In conclusion, even if, given the extreme complexity of the system, the balance of vasoconstriction and vasodilation is not reducible to the mere relationship between ET-1 and NO, these two substances are the main players in this scenario (Fig. 2). The same ETs can have different effects depending on the receptor with which they interact, and both physical and chemical stimuli can lead to the activation of both vasoconstriction and vasodilation mechanisms through the ET/NO system [32]. Furthermore, in the presence of arterial hypertension, other mechanisms may interact with the endothelial system and the regulation of smooth muscle tone, including the autonomic nervous system and the renin-angiotensin-aldosterone system. A full discussion of this topic, however, is beyond the scope of this review. In children and adolescents, there is little evidence regarding the relationship between endothelial dysfunction and arterial hypertension. In any case, children could be ideal models to better understand the physiology of endothelial regulation of vascular tone and the pathogenesis of primary arterial hypertension, thanks to the lower presence of confounding factors due to aging, comorbidities, and other cardiovascular risk factors.

Fig. 2

Balance between nitric oxide-mediated vasodilatory and ET-1-mediated vasoconstrictive activity. In larger arteries (conduit arteries), NO-dependent vasodilation is predominantly sGMP mediated, while EDH factors are more active in smaller arteries (resistance arteries). cAMP, cyclic adenosine monophosphate; cGMP, cyclic guanosine monophosphate; ECE, endothelin-converting enzyme; EDHf, endothelium-dependent hyperpolarization factors; eNOS, endothelial NO synthases; ETA/ETB, endothelin receptors; ET, endothelin; KCa, calcium-dependent potassium channels; L-arg, L-arginine; NO, nitric oxide; PGs, prostaglandins; PLA2, phospholipase A2; sGC, soluble guanylate cyclase

Endothelin-1, nitric oxide, and hypertension in children and adolescents

Endothelin-1, given its proteic nature, can be measured directly in biological liquids. Whereas its plasma concentration is very low, below the threshold capable of exerting a vasoconstrictive activity, the autocrine/paracrine secretion at the level of the vascular endothelium is of greater physiological importance [7]. Substances that inhibit ET-1 activity, in particular receptor antagonists, have been widely used to study ET’s effects in vivo [33]. The damage of vascular endothelial function induced by increased plasma levels of ET-1 is one of the key factors in the pathogenesis of Idiopathic Pulmonary Arterial Hypertension and, although this is not part of the scope of our review, it is useful to remember that the use of ET receptor antagonists in this setting has greatly helped in understanding the interaction between ET and NO in humans [18]. While bosentan, a competitive antagonist of ETA and ETB receptors, has already been listed by the US Food and Drug Administration as an indication in children 3 years old and older with Idiopathic or Congenital Pulmonary Artery Hypertension [18], the use of this class of drugs for arterial hypertension should be limited to specific patients, such as adults with treatment-resistant hypertension or chronic kidney disease in whom the benefits outweigh the risks including the described hepatotoxicity, fluid retention, gonadal toxicity, and potential for teratogenicity [34]. Ongoing trials with ET receptor antagonists in focal glomerulosclerosis, IgA nephropathy, and resistant hypertension hold promise for an approved indication for ET receptor antagonists in treating kidney disease [35, 36]; nevertheless, their use in children is far from being considered for these indications.

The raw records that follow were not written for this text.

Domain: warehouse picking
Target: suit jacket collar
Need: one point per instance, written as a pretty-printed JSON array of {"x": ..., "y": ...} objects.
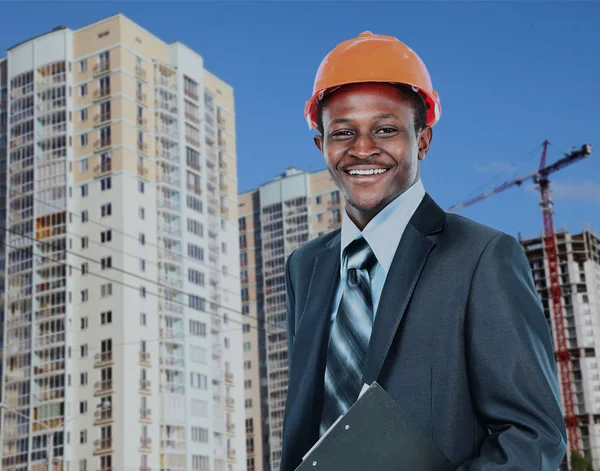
[{"x": 305, "y": 392}]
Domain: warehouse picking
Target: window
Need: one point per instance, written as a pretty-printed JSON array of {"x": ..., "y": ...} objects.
[
  {"x": 106, "y": 209},
  {"x": 106, "y": 317},
  {"x": 194, "y": 203},
  {"x": 198, "y": 354},
  {"x": 196, "y": 302},
  {"x": 106, "y": 290},
  {"x": 105, "y": 184},
  {"x": 197, "y": 328},
  {"x": 199, "y": 381},
  {"x": 199, "y": 435},
  {"x": 196, "y": 277},
  {"x": 195, "y": 227},
  {"x": 195, "y": 252}
]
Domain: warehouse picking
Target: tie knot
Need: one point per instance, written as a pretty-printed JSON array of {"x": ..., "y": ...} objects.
[{"x": 359, "y": 255}]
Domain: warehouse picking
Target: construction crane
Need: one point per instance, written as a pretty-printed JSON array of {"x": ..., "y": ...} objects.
[{"x": 540, "y": 177}]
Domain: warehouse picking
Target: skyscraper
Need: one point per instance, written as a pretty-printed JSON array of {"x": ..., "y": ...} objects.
[
  {"x": 275, "y": 219},
  {"x": 122, "y": 329},
  {"x": 579, "y": 271}
]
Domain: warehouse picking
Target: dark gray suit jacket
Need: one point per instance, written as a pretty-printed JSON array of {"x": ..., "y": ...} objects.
[{"x": 460, "y": 342}]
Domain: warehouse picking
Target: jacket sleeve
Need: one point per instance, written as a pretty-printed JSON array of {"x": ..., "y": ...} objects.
[
  {"x": 290, "y": 302},
  {"x": 511, "y": 366}
]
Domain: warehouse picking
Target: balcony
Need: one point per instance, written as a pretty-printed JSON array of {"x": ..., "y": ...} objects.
[
  {"x": 102, "y": 416},
  {"x": 145, "y": 385},
  {"x": 195, "y": 189},
  {"x": 103, "y": 387},
  {"x": 103, "y": 358},
  {"x": 145, "y": 442},
  {"x": 169, "y": 307},
  {"x": 104, "y": 445},
  {"x": 102, "y": 169},
  {"x": 101, "y": 92},
  {"x": 145, "y": 357},
  {"x": 142, "y": 171},
  {"x": 102, "y": 118},
  {"x": 140, "y": 72},
  {"x": 145, "y": 414},
  {"x": 172, "y": 361},
  {"x": 101, "y": 67},
  {"x": 102, "y": 143}
]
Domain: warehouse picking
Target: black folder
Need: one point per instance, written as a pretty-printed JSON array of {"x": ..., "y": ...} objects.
[{"x": 375, "y": 434}]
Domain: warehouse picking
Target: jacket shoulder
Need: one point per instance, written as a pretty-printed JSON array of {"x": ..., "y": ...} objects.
[{"x": 310, "y": 249}]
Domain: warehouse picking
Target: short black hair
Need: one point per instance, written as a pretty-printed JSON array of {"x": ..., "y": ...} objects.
[{"x": 416, "y": 102}]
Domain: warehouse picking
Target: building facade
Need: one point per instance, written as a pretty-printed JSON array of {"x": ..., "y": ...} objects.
[
  {"x": 274, "y": 220},
  {"x": 122, "y": 327},
  {"x": 579, "y": 268}
]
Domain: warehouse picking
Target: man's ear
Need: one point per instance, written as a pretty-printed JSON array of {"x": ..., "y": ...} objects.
[
  {"x": 424, "y": 142},
  {"x": 319, "y": 142}
]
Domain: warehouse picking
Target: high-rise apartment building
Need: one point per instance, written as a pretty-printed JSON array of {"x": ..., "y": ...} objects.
[
  {"x": 122, "y": 328},
  {"x": 274, "y": 220},
  {"x": 579, "y": 269}
]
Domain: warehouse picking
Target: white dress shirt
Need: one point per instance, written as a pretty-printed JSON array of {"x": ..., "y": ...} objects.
[{"x": 383, "y": 234}]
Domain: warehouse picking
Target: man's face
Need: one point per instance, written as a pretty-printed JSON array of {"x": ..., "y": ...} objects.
[{"x": 370, "y": 146}]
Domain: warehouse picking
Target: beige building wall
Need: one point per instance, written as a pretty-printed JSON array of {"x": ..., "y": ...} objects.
[
  {"x": 132, "y": 171},
  {"x": 311, "y": 203}
]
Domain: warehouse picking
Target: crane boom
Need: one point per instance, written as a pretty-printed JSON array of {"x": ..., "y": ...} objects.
[
  {"x": 563, "y": 354},
  {"x": 569, "y": 159}
]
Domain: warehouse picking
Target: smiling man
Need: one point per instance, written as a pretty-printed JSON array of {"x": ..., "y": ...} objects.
[{"x": 441, "y": 311}]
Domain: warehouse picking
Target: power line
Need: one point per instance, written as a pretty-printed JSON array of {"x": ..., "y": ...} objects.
[
  {"x": 132, "y": 236},
  {"x": 137, "y": 288}
]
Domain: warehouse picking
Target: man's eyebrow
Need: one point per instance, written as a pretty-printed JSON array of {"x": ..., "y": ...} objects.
[{"x": 378, "y": 116}]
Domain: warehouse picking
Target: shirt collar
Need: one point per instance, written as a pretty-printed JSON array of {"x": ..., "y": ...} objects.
[{"x": 384, "y": 231}]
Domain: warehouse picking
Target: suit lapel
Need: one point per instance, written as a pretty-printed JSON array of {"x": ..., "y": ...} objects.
[
  {"x": 310, "y": 353},
  {"x": 408, "y": 262}
]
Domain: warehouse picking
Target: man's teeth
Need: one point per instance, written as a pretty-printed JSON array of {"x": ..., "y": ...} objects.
[{"x": 373, "y": 171}]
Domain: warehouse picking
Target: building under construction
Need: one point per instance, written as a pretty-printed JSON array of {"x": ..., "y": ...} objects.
[{"x": 579, "y": 271}]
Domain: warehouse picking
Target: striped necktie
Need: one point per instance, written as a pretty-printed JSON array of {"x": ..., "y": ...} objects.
[{"x": 350, "y": 334}]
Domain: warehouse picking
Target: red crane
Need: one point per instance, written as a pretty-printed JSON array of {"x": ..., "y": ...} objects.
[{"x": 540, "y": 177}]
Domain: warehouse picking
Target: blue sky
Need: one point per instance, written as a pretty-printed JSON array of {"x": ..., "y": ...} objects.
[{"x": 510, "y": 75}]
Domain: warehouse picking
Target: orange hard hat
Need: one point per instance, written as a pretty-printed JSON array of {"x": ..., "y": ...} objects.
[{"x": 373, "y": 58}]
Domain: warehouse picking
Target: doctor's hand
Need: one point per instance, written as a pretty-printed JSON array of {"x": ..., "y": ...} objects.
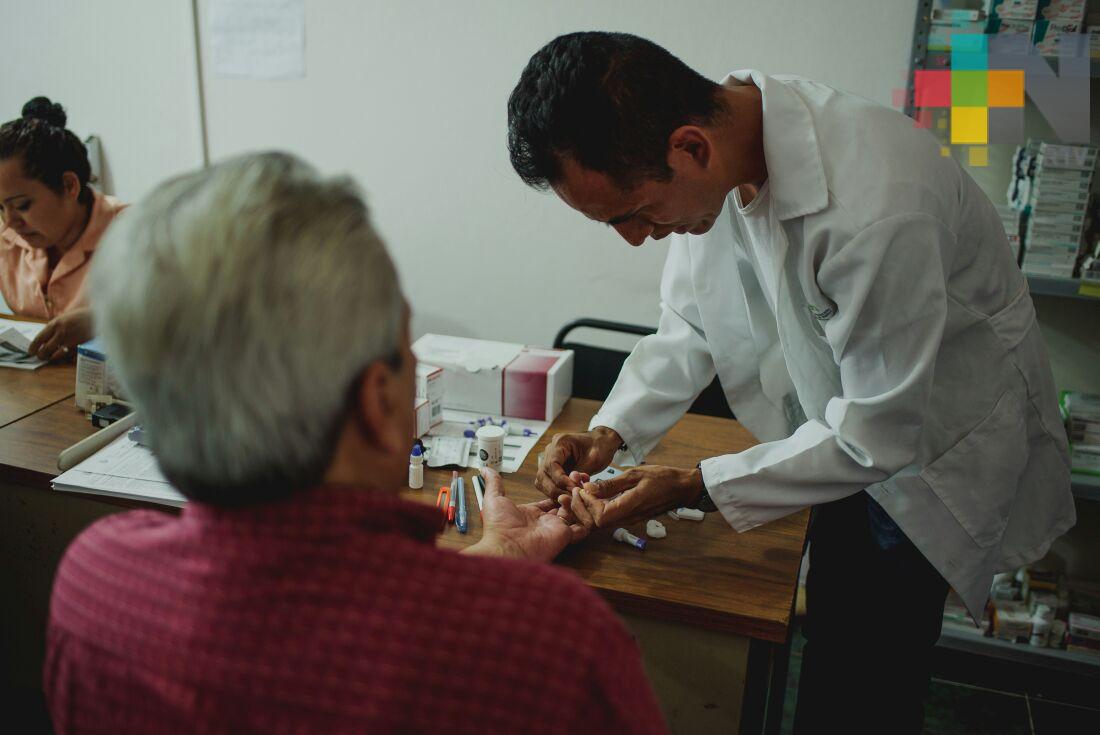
[
  {"x": 587, "y": 452},
  {"x": 637, "y": 494},
  {"x": 61, "y": 336},
  {"x": 534, "y": 530}
]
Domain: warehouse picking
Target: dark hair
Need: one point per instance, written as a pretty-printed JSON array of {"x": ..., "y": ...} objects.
[
  {"x": 46, "y": 146},
  {"x": 607, "y": 100}
]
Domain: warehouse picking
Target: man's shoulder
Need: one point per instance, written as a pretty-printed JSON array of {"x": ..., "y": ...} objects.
[
  {"x": 121, "y": 530},
  {"x": 545, "y": 589}
]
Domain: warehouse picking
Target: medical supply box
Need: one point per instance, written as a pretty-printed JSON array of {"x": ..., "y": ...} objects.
[
  {"x": 92, "y": 374},
  {"x": 429, "y": 386},
  {"x": 499, "y": 379}
]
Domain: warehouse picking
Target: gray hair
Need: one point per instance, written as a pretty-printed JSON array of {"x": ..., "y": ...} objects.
[{"x": 239, "y": 306}]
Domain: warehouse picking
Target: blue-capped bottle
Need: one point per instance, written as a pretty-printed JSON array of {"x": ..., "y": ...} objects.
[{"x": 416, "y": 468}]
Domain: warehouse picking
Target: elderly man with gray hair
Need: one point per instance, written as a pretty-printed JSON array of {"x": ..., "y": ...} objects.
[{"x": 257, "y": 322}]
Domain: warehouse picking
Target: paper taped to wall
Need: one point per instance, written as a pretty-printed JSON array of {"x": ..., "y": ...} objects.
[{"x": 256, "y": 39}]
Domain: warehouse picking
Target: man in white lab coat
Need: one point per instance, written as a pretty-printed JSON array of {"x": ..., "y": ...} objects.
[{"x": 855, "y": 293}]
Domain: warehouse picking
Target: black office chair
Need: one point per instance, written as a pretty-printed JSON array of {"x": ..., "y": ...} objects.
[{"x": 595, "y": 369}]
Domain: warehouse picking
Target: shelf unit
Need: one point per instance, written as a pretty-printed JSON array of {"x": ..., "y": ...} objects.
[
  {"x": 1064, "y": 287},
  {"x": 1085, "y": 487},
  {"x": 975, "y": 643}
]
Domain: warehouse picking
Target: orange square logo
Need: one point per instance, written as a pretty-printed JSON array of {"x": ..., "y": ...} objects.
[{"x": 1005, "y": 88}]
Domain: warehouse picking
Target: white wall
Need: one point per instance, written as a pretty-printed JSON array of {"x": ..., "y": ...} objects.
[
  {"x": 124, "y": 70},
  {"x": 409, "y": 98}
]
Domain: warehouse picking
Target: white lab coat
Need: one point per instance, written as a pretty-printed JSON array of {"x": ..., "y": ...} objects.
[{"x": 903, "y": 357}]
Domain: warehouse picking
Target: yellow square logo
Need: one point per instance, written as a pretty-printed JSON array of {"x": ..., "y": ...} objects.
[
  {"x": 969, "y": 125},
  {"x": 978, "y": 155}
]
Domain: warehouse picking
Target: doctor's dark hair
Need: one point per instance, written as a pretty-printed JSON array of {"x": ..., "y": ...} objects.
[
  {"x": 606, "y": 100},
  {"x": 46, "y": 146}
]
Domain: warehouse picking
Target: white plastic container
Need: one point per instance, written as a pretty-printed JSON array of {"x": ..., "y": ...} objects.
[
  {"x": 416, "y": 469},
  {"x": 491, "y": 446}
]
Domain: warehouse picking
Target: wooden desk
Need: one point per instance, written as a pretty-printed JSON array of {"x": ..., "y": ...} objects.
[
  {"x": 711, "y": 607},
  {"x": 23, "y": 392},
  {"x": 703, "y": 573}
]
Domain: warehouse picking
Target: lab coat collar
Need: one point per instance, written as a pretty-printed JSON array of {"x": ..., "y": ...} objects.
[{"x": 790, "y": 146}]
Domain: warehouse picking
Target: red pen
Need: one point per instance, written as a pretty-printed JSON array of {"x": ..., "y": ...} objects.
[
  {"x": 453, "y": 496},
  {"x": 441, "y": 500}
]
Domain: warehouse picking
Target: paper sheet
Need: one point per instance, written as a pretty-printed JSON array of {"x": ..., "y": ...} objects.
[
  {"x": 15, "y": 338},
  {"x": 516, "y": 448},
  {"x": 121, "y": 469},
  {"x": 257, "y": 39}
]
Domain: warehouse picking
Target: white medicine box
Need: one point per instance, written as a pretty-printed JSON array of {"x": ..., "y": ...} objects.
[
  {"x": 92, "y": 374},
  {"x": 421, "y": 409},
  {"x": 429, "y": 386},
  {"x": 499, "y": 379}
]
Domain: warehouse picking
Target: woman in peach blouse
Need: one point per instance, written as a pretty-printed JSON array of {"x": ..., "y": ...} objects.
[{"x": 52, "y": 221}]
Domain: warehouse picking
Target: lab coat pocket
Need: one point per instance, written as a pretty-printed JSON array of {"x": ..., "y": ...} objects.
[{"x": 977, "y": 478}]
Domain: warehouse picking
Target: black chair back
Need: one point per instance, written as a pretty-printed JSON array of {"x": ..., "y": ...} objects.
[{"x": 595, "y": 369}]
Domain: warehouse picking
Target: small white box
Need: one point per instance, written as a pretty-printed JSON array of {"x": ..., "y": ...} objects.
[
  {"x": 499, "y": 379},
  {"x": 92, "y": 374},
  {"x": 473, "y": 370},
  {"x": 538, "y": 383},
  {"x": 421, "y": 410},
  {"x": 429, "y": 385}
]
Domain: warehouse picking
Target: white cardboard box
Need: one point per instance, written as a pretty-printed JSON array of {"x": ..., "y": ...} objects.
[
  {"x": 476, "y": 376},
  {"x": 421, "y": 408},
  {"x": 429, "y": 385},
  {"x": 92, "y": 374}
]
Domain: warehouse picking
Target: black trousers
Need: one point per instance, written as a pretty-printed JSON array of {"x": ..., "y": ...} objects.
[{"x": 875, "y": 609}]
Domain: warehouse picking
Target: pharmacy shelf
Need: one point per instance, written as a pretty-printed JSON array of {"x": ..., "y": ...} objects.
[
  {"x": 1052, "y": 658},
  {"x": 1086, "y": 485},
  {"x": 1063, "y": 287}
]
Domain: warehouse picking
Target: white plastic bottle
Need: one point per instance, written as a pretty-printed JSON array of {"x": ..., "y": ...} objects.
[{"x": 416, "y": 468}]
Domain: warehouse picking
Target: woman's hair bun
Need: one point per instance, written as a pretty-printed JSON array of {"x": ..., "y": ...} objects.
[{"x": 41, "y": 108}]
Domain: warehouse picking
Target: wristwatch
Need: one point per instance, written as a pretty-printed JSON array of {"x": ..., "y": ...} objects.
[{"x": 704, "y": 502}]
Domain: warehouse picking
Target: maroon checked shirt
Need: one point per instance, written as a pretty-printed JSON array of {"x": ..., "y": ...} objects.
[{"x": 330, "y": 612}]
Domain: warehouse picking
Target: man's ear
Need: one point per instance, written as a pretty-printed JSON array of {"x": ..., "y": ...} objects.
[
  {"x": 70, "y": 186},
  {"x": 378, "y": 408},
  {"x": 689, "y": 145}
]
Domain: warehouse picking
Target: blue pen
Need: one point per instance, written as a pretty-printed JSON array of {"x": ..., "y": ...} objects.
[{"x": 460, "y": 518}]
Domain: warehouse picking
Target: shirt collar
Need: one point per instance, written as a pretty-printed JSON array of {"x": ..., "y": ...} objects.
[
  {"x": 103, "y": 209},
  {"x": 326, "y": 511},
  {"x": 790, "y": 146}
]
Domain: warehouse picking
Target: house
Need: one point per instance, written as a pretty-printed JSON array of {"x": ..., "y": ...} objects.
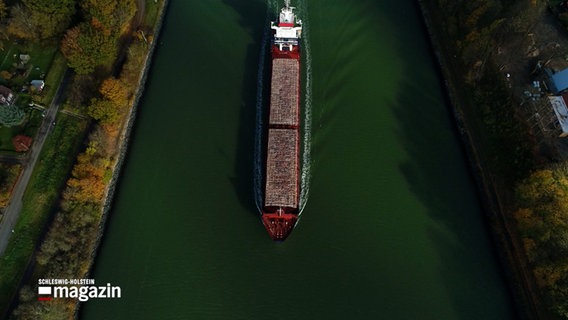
[
  {"x": 37, "y": 85},
  {"x": 560, "y": 107},
  {"x": 557, "y": 82},
  {"x": 6, "y": 95}
]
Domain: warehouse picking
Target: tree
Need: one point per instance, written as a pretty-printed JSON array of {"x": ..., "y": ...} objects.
[
  {"x": 103, "y": 110},
  {"x": 112, "y": 15},
  {"x": 20, "y": 24},
  {"x": 86, "y": 46},
  {"x": 11, "y": 115},
  {"x": 115, "y": 91}
]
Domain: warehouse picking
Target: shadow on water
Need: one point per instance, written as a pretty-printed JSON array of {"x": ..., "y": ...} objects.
[
  {"x": 252, "y": 19},
  {"x": 437, "y": 173}
]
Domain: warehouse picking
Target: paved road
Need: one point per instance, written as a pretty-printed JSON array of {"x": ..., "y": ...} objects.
[{"x": 12, "y": 211}]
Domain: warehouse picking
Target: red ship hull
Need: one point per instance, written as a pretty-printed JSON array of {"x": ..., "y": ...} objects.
[
  {"x": 279, "y": 222},
  {"x": 282, "y": 163}
]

The half-life of NO is extremely short, less than a second, as it is quickly converted to nitrite and/or nitrate by oxygen. Nitric oxide cannot be measured directly and its production can only be estimated from the concentrations of nitrite and nitrate end products [37]. In addition to this indirect method, the tool used most commonly in humans for the clinical assessment of the NO system function is the measurement of flow mediated dilation (FMD) at the level of the brachial artery [38]. The technique consists in measuring the increase in forearm blood flow following a 5-min occlusion of the brachial artery, through inflation of an arm cuff commonly used for blood pressure measurement, related to the baseline diameter of the artery. This vasodilation response is mainly mediated by the release of NO and is prevented by substances capable of selectively inhibiting eNOS [39].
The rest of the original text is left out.